First off, at one point it’s stated that airplanes were the perfect way to spread the virus, which completely ignores questions like “What keeps the plane from crashing once everyone is a zombie?” and “How the hell does an infected person get through the airport and onto the plane without anyone noticing?” Speaking of 28 Days Later, I feel like I should point out that the immediate infection is what kept the rage virus from getting out of the UK in the first place. A friend suggested that the movie meant it was a good way to spread the original airborne form of the virus, but considering how quickly a bite can turn a victim, I don’t know if breathing in the virus would be that much slower. At the most you’d have, what, a few hours? And then you turn, infecting the entire plane in the process, and the plane still crashes.

You know what would be a better way to spread the virus? A boat. Get one infected person onto a boat, and with the enclosed spaces and lack of escape options you will quickly have a floating zombie hotel. Then the boat either stalls out and is eventually investigated when it’s reported missing/is discovered (and the investigating crew then turns into zombies), or it runs aground like the ship in Jurassic Park: The Lost World and the horde has a whole new playground to infect.

There’s also the “weakness” that Gerry discovers that allows him and the WHO to concoct a sort of zombie immunization: the zombies only go after healthy victims. (Presumably because they would be the best candidates to spread the virus even further?)  Gerry realizes this after witnessing an old man and a malnourished boy be completely bypassed by a rampaging horde.
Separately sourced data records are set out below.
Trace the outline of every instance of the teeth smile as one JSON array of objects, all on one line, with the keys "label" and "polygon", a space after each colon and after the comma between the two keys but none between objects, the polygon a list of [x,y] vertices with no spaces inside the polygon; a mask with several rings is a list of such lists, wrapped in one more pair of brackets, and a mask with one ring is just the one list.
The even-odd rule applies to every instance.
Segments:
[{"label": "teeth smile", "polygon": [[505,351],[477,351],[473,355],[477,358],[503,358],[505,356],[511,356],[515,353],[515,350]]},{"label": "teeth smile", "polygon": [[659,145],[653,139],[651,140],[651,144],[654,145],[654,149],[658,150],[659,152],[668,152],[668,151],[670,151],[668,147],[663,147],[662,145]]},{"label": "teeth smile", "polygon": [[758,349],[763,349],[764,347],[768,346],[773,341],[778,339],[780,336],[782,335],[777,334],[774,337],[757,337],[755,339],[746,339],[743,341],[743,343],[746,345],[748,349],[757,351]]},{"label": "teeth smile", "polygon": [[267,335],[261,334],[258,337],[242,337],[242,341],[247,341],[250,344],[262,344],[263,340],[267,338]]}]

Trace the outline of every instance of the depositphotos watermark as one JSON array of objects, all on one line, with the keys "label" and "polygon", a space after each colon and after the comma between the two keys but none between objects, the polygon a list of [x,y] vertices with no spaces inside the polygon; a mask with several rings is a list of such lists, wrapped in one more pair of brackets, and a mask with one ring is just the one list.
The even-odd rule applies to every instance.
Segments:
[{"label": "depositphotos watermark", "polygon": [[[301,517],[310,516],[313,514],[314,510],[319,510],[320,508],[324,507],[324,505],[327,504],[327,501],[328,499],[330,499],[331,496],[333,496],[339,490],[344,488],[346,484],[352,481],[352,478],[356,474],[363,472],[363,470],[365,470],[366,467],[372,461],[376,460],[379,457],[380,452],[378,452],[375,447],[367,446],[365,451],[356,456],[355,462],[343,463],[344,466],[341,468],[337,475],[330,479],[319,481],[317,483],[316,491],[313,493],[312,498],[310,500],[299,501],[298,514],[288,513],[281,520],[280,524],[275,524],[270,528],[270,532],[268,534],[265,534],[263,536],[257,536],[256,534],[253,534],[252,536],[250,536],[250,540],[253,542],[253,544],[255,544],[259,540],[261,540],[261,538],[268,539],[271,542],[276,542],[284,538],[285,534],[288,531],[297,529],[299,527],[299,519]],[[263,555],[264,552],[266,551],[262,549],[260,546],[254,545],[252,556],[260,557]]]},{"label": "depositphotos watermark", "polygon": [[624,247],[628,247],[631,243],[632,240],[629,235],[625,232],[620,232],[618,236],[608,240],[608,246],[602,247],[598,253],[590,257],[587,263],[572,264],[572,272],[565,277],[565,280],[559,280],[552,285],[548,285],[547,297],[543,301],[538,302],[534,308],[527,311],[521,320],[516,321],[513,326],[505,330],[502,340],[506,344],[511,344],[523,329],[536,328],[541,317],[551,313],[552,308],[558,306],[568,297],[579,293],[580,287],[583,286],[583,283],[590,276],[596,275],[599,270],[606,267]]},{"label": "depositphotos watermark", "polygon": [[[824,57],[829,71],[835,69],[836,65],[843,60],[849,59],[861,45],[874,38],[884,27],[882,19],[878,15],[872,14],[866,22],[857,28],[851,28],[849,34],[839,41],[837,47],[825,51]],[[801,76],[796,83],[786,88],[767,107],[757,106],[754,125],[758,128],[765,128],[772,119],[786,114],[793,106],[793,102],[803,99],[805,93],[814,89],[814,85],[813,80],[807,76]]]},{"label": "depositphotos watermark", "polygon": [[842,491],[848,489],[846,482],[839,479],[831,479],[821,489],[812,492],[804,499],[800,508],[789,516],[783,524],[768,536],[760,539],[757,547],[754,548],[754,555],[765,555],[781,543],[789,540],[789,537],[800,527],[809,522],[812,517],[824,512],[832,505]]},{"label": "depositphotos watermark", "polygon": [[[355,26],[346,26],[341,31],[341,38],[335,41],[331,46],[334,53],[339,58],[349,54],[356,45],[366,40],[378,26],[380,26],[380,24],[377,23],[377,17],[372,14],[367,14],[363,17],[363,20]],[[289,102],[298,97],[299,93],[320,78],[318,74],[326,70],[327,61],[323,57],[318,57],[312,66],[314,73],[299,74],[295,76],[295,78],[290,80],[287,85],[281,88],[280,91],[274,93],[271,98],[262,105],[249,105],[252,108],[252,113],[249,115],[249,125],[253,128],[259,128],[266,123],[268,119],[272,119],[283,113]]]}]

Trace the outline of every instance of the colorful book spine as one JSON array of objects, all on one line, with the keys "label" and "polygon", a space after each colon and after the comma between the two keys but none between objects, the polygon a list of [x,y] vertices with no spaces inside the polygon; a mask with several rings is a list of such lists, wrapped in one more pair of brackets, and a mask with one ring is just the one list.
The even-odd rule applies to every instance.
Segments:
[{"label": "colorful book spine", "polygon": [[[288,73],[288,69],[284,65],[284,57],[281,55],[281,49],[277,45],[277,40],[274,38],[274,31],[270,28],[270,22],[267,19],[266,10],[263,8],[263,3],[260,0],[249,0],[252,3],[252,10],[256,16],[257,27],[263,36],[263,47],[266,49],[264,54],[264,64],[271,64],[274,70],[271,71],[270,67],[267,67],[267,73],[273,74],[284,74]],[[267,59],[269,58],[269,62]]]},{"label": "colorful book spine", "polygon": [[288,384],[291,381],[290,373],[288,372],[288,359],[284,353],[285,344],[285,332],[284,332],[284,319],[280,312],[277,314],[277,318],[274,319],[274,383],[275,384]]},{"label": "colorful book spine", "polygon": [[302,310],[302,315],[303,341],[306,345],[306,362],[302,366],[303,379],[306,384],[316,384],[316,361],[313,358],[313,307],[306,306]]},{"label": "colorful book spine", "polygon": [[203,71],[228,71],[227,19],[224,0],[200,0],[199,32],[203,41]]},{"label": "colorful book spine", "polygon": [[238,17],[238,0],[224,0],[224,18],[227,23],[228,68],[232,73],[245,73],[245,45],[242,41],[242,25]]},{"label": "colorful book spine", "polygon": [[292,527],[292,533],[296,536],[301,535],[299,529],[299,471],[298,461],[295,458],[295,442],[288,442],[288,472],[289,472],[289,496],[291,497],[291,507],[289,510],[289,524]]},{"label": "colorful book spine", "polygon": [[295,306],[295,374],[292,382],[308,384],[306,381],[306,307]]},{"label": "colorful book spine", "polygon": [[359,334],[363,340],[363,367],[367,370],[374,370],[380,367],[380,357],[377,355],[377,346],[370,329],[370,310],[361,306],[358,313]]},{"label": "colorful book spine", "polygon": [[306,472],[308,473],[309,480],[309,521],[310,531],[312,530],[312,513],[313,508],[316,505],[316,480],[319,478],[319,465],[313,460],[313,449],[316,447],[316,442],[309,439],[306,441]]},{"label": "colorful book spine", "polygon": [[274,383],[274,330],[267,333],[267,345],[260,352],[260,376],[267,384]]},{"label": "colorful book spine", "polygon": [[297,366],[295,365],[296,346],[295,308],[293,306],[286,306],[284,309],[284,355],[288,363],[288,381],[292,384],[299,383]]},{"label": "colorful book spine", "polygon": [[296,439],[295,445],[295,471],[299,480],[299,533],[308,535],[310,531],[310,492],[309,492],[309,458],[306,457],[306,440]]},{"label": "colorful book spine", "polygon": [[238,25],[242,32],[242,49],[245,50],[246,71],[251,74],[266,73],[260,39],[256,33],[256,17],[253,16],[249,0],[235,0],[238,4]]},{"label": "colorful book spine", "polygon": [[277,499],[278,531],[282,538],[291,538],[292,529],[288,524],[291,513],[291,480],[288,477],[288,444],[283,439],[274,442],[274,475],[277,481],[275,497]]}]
Which doesn’t really make much sense to me – if the virus need perfectly healthy hosts, why are the zombies ripping their victims apart? How do the zombies sense who’s healthy and who’s not? Why did they bypass the guy with the limp, but still go after the person who’d lost a hand? And is it just me or does this sound like a rather silly solution?

There’s a bunch of other stuff that makes it seem like this screenplay wasn’t fully thought-out, like the fact that it appears to take place over the course of a week. (The plot goes something like this: The outbreak happens, Gerry’s family is force into an apartment building; sunrise the next day, they’re picked up by a helicopter and taken to an aircraft carrier, Gerry is sent out on an assignment to find the source of the virus that day; he arrives in Korea at night, leaves that same night; arrives in Israel the next day, leaves that day; spends three days unconscious; wakes up, finds “cure”/camouflage that day; movie’s over and he goes back to his family. I think saying this movie takes place over the course of ten days is being pretty generous.) It’s obvious that the studio bought the rights to the WWZ title so they could get people to come see a generic zombie movie starring Brad Pitt.

Now, that’s not to say this is not an enjoyable movie. There’s interesting characters (my favorite being Segen, she’s awesome), and it was an enjoyable popcorn flick once I viewed it as completely unrelated to the book. The special effects could be a bit ridiculous at times (zombie tidal wave, anyone?), but that kind of added to the charm. It’s just that the title has nothing to do with the content of the film.

* I know, I said the In Theaters posts would be spoiler-free. Sorry, folks, I just have too many feelings about this book and the resulting movie.

** Not me. If I wanted a faithful reproduction of my favorite book, I’d go read the original. Half the fun for me is seeing the source material through another person’s eyes.